Cartographic schematization is the process involved in making schematic maps. The advent of computers and the availability of digital geographic data gave rise to opportunities to automate the schematization process. This automation provides interesting algorithmic challenges which are investigated in this thesis. In particular, we focus on the schematization of territorial outlines such as country or province borders. Such elements are often used to convey information about a region or in conjunction with other visual elements to provide geographic context.

To model schematization as an algorithmic problem, we need to know what constitutes a good schematization of a territorial outline. We study the case in which the schematic map is represented by line segments. In this scenario we identify the following four criteria for a good schematic outline:

- it uses only a few line segments;
- each line segment is oriented according to a specified set of allowed orientations;
- it maintains its geographic relations to other regions;
- it resembles the geographic outline.

The first three criteria are comparatively easy to formalize. The fourth criterion is less straightforward: how do we quantify “resemblance”? To develop effective schematization algorithms, we require a suitable similarity measure to quantify resemblance.

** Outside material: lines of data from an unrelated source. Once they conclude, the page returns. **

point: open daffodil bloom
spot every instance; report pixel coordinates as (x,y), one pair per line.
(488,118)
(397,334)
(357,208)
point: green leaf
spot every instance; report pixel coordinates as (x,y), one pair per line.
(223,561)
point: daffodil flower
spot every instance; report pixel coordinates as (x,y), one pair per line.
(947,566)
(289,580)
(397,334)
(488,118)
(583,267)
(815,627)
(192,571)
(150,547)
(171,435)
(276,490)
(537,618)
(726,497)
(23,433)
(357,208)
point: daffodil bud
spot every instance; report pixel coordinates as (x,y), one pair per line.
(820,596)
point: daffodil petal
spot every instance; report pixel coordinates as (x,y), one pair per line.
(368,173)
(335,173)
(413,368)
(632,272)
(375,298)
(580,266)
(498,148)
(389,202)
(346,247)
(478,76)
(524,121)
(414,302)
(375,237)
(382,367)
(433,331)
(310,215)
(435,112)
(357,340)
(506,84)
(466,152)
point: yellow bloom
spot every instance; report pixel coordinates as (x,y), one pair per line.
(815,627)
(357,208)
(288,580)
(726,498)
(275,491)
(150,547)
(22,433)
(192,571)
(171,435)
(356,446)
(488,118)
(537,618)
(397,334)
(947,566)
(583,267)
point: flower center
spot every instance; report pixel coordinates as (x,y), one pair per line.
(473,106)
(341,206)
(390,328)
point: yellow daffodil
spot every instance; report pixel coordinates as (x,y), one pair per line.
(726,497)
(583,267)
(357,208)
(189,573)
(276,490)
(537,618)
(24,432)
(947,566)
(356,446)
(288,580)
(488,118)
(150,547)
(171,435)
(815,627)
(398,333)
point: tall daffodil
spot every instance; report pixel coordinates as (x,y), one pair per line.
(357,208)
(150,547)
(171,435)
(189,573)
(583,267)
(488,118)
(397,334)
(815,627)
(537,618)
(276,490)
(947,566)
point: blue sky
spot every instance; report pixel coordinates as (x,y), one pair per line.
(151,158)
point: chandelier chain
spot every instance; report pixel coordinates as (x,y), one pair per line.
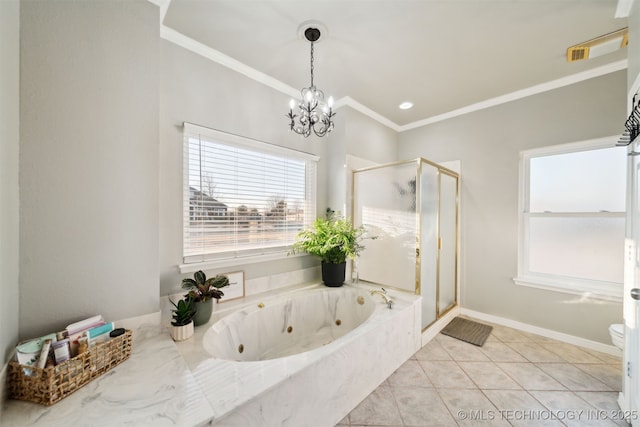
(312,114)
(311,64)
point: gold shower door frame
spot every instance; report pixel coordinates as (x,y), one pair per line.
(440,170)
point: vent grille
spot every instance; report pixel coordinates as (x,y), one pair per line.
(577,53)
(599,46)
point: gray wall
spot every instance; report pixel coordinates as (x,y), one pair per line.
(634,41)
(89,158)
(488,143)
(9,148)
(195,89)
(360,136)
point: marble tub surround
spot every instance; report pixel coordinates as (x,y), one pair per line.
(318,387)
(289,325)
(154,387)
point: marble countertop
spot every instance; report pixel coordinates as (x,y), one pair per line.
(165,383)
(145,390)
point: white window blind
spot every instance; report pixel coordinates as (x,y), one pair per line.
(243,197)
(572,218)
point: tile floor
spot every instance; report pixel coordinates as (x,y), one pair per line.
(516,378)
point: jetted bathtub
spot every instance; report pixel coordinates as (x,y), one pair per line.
(302,357)
(287,326)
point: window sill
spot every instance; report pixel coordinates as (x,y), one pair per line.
(596,290)
(234,262)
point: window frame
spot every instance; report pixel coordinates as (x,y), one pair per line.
(234,257)
(612,291)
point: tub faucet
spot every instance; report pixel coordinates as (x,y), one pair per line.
(383,294)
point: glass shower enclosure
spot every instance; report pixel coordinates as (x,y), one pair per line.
(411,208)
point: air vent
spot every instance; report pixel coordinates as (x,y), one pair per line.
(599,46)
(577,53)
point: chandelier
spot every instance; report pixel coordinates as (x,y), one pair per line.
(313,113)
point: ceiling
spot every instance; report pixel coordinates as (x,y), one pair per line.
(442,55)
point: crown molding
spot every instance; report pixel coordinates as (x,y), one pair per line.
(623,10)
(214,55)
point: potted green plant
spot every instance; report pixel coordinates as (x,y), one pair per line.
(203,291)
(333,239)
(182,319)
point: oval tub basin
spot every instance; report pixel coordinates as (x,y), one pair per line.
(283,327)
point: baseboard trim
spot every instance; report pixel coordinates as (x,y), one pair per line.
(560,336)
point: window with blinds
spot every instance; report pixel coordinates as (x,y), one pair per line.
(243,197)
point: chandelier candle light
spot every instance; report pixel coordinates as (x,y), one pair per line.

In the first part of this thesis, we investigate existing similarity measures. We conclude that the Frèchet distance is most suitable to our problem. To compute this measure, we describe an algorithm that computes the Frèchet distance in O(n^2 sqrt(log n) (log log n)^(3/2)) time. This is the first asymptotic improvement on the O(n^2 log n)-time algorithm that was described in 1995. The Frèchet distance results in a single number that indicates the similarity between two curves. In many cases an actual description of the similarity (i.e., a matching) is desired. Many matchings result in the Frèchet distance. However, some matchings describe the similarity more accurately than others. To address this problem, we suggest a new criterion to distinguish between unintuitive and intuitive matchings. We call matchings that adhere to this criterion “locally correct”. We prove that any pair of curves admits a locally correct matching and show how one can be computed.

In the second part of this thesis, we investigate algorithms to schematize territorial outlines. First, we model the schematization problem under the Frèchet distance as another problem referred to as simple map matching. We prove that this leads to an NP-hard problem: it is unlikely that an efficient algorithm exists to compute the optimal schematization. We even prove that it is NP-hard to compute a close-to-optimal schematization. We show how to build an interval graph that can be used to solve the problem without a need for computing the Frèchet distance afterwards. By using a brute-force algorithm in combination with this graph, we demonstrate that instances can be solved nonetheless. The results show that the computed schematic outlines capture the prominent features of the geographic input. We also present a heuristic iterative algorithm for schematization.

First, the outline is changed such that all line segments adhere to the given set of orientations (criterion (2)). Then, the algorithm reduces the complexity (criterion (1)) step by step, while maintaining geographic relations (criterion (3)) and the orientations of line segments (criterion (2)). This complexity reduction is based on greedily performing operations that cause the least change in similarity (criterion (4)). The algorithm also preserves the exact enclosed area of an outline: this ensures that relative sizes do not change when schematizing multiple outlines simultaneously. The algorithm terminates when the desired level of complexity is reached. We prove that, for a single nonconvex outline, an operation always exists for the algorithm to perform. We conclude this part with an experimental evaluation of the schematization algorithm. The results show that the computed schematic outlines maintain the most salient geographic features.

In the third part of this thesis, we widen the scope of our schematization algorithms. We investigate the potential of our iterative algorithm for two different aspects of building generalization. The first aspect is building-wall squaring: we restore right-angle corners that have been distorted due to inaccuracy in the input data. The second aspect is the generalization of an urban area to make it appropriate for some predefined map scale: this requires the possibility to aggregate and eliminate buildings. We present simple extensions to the schematization algorithm such that it can be adequately applied for these problems in generalization.

Finally, we consider other geometric styles of schematization using our brute-force algorithm for the simple map-matching problem. We show that this approach can be used to provide good schematic outlines with concentric circular arcs. In addition, we suggest an interesting new geometric style: isothetic schematization.